Cette hybridation a été réalisée sur des cellules interphasiques, ce qui explique qu’on ne distingue pas les chromosomes des noyaux. Dans une cellule normale, on voit deux tâches vertes qui correspondent chacune à un allèle du gène BCR situé sur un des chromosomes 22. De même, on voit deux tâches rouges qui correspondent chacune à un allèle du gène ABL situé sur un des chromosomes 9. On peut demander de schématiser la localisation des allèles de chacun de ces gènes sur les chromosomes.
Dans toutes les cellules leucémiques, on distingue une tâche verte et une tâche rouge qui correspondent respectivement à un allèle du gène BCR et à un allèle du gène ABL. En outre, on distingue dans chaque cellule leucémique une tâche rouge associée à une tâche verte. Cela correspond à un allèle du gène BCR associé à un allèle du gène ABL sur un même chromosome, le chromosome 22. Le schéma ci-dessous est une interprétation des figures d’hybridation
D'après : Chronic Myelogenous Leukemia (CML)

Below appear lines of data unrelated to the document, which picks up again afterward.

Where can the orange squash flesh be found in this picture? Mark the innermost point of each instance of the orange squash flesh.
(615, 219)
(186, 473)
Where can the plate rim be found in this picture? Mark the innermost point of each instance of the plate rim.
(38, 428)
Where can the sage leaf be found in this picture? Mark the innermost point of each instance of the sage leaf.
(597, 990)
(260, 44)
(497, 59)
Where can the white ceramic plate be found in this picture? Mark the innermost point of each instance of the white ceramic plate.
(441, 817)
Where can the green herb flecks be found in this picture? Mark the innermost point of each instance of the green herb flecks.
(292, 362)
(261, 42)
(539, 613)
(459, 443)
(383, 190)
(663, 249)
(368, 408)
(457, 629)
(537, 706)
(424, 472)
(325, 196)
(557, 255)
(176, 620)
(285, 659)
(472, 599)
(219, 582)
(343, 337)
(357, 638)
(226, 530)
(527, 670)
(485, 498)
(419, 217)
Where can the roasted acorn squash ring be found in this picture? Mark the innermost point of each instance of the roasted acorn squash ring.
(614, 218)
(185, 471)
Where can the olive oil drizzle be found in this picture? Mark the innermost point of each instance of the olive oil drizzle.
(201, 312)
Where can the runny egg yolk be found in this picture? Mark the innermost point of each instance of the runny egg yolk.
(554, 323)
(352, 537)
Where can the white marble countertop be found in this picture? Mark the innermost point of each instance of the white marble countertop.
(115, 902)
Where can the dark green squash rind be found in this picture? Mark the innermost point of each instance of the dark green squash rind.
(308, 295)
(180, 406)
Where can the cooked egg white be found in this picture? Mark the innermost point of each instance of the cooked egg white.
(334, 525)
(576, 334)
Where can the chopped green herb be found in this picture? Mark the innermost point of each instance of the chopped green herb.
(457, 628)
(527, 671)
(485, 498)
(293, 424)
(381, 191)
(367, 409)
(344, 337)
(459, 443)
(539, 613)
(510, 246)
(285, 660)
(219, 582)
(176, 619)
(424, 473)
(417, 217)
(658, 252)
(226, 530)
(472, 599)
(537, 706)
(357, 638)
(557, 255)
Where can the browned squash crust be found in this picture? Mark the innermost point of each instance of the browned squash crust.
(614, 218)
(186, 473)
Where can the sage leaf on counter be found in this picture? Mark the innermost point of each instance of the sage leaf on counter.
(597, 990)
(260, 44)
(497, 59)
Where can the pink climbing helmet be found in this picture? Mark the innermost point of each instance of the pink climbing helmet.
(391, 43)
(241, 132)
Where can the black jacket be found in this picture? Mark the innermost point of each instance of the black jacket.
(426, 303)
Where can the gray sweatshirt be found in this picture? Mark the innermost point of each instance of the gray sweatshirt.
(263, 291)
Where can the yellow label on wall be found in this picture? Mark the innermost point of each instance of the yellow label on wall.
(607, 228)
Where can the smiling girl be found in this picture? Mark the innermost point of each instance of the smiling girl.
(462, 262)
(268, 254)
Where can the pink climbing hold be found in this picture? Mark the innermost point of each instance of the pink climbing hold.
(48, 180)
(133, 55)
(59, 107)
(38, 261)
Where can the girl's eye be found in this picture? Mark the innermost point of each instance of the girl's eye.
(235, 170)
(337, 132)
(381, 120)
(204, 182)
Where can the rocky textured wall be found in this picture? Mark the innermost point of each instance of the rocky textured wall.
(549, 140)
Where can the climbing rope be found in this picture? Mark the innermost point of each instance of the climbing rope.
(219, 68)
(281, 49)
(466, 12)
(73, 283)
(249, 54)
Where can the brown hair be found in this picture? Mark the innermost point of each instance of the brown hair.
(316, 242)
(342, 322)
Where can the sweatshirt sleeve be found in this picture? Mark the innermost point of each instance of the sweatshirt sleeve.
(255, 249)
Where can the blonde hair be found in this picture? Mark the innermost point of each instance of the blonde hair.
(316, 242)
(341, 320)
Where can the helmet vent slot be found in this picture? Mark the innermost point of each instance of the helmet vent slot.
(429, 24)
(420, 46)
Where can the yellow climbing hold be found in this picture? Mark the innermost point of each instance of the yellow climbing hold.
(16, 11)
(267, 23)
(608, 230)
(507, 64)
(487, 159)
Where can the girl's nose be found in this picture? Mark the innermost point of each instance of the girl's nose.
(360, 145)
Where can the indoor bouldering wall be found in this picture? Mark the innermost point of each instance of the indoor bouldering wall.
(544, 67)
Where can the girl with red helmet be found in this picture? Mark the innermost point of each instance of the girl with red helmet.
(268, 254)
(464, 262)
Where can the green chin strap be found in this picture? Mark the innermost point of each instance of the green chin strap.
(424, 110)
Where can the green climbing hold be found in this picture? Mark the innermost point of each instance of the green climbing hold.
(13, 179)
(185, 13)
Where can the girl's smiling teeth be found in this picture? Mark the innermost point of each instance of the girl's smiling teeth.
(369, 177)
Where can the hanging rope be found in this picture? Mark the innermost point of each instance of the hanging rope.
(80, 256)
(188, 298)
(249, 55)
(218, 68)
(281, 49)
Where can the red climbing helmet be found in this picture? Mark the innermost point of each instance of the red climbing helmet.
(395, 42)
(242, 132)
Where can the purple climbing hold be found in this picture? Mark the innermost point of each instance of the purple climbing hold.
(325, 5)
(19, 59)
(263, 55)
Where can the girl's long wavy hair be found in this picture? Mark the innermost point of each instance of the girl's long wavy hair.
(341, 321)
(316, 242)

Le schéma sur la localisation chromosomique des allèles BCR et ABL, conclusion de cette expérience d’hybridation, traduit bien que le gène ABL a été transloqué du chromosome 9 au chromosome 22. A ce stade, on ne peut pas vraiment parler de fusion entre les deux gènes, ils apparaissent comme juxtaposés sur le chromosome Philadelphie.
Les informations fournies par les séquences
En 1984, on a identifié dans les cellules leucémiques un ARNm qui code pour une protéine BCR-ABL non présente dans les cellules normales.
Fichier BCRABL-BCR-ABL.edi
La comparaison avec Anagène de la séquence de cette protéine avec celle de la séquence de la protéine BCR puis avec celle de la protéine ABL d’une cellule normale révèle que la protéine BCR-ABL est une protéine chimère dont la région amont correspond à celle de la région amont de la protéine BCR et la région suivante à celle de la région aval de la protéine ABL. Le dotplot visualise bien cette constitution chimérique de la protéine BCR-ABL.
Cela signifie que le gène codant pour cette protéine est aussi un gène chimère. Autrement dit, les gènes BCR et ABL ont été coupés au cours de la translocation et il en est résulté un gène de fusion au lieu de deux gènes, gène qu’on désigne aussi par BCR-ABL. C’est ce que traduit le schéma sur le chromosome Philadelphie du document.
Il restait à déterminer si la protéine codée par ce gène de fusion, engendré par la translocation, était bien responsable de la cancérisation de la cellule.
Une confirmation expérimentale de l’action oncogénique de la protéine BCR-ABL
Cette expérience de transgénèse conduit à des souris qui ont intégré dans le génome de leurs cellules souches de la moelle osseuse, le transgène BCR-ABL humain. Les souris donneuses et receveuses sont de même lignée, ce qui évite un rejet des cellules injectées par les receveuses. Quelques semaines après l’injection, un frottis sanguin réalisé chez les souris receveuses montre une richesse en globules blancs, en particulier en polynucléaires nettement supérieure à la normale. Dans leur article, les auteurs indiquent 15000 à 500000 leucocytes par mm3 alors que le nombre normal est de 5000 par mm3. D’autre part la rate est hypertrophiée.
Ce sont là des données qui évoquent celles observées chez un patient humain atteint de LMC au cours de la phase chronique. Cela n’est pas observé chez des souris irradiées ayant reçu des cellules souches n’ayant pas incorporé le transgène BCR-ABL. On peut donc conclure que la protéine codée par le transgène a la propriété de déclencher une multiplication anormale des cellules souches granuleuses de la moelle osseuse.